Dan Gillmor, Computer-Kolumnist der Silicon-Valley-Zeitung «San Jose Mercury News», berichtete als erster über die Übernahme - und vermerkte gleich in seinem Weblog «E-Journal»: «Blogging wird groß.» Finanzielle Details zu dem Geschäft, das aus dem Pyra-Labs-Gründer Evan Williams mitsamt seinen fünf Angestellten neue Mitarbeiter von Google macht, wurden nicht bekannt. Auch gibt es keine konkreten Aussagen darüber, was Google mit «Blogger» nun vor hat.Gillmor verglich den Deal mit Googles Übernahme von Deja.com vor zwei Jahren. Damals hatte das Unternehmen seine Suchdatenbank um ein großes Archiv mit Artikeln aus den Nachrichtengruppen des Usenet ergänzt. Doch Inhalte kauft Google mit Pyra Labs nicht: Die Urheberrechte für die mit «Blogger» geführten Netztagebücher liegen nach wie vor bei den Nutzern. So geht es Google wohl vor allem um die Technologie der Firma und die gute Reputation, die sie in Weblog-Kreisen genießt.
Dave Winer, Weblog-Pionier und Gründer der Weblog-Softwarefirma Userland, wertete den Aufkauf als «sehr interessant»: «Nun ist Google plötzlich an der Produktion von Inhalten beteiligt», schrieb er in sein Weblog. Winer kann von dem Aufkauf nur profitieren.

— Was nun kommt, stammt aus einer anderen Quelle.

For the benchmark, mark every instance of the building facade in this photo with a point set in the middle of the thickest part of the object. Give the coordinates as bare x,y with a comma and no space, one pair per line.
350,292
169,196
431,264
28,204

Derzeit hat er mit dem Chef der Online-Abteilung der «New York Times» eine Wette laufen, wonach Suchergebnisse aus Weblogs bei Google sehr bald höher gewichtet werden, als Suchergebnisse aus Mainstream-Publikationen.Pyra-Gründer Williams schätzt, dass nun Weblogs künftig noch schneller oder gar «in Echtzeit» durchsucht werden. Andere Blogger mutmaßen, dass Google die Weblogs für die Verbesserung seines «Google News»-Dienstes verwenden könnte: Bei diesem wird mit Hilfe eines technischen Filters nach aktuellen Nachrichten gesucht. Das könnten auch Blogger übernehmen.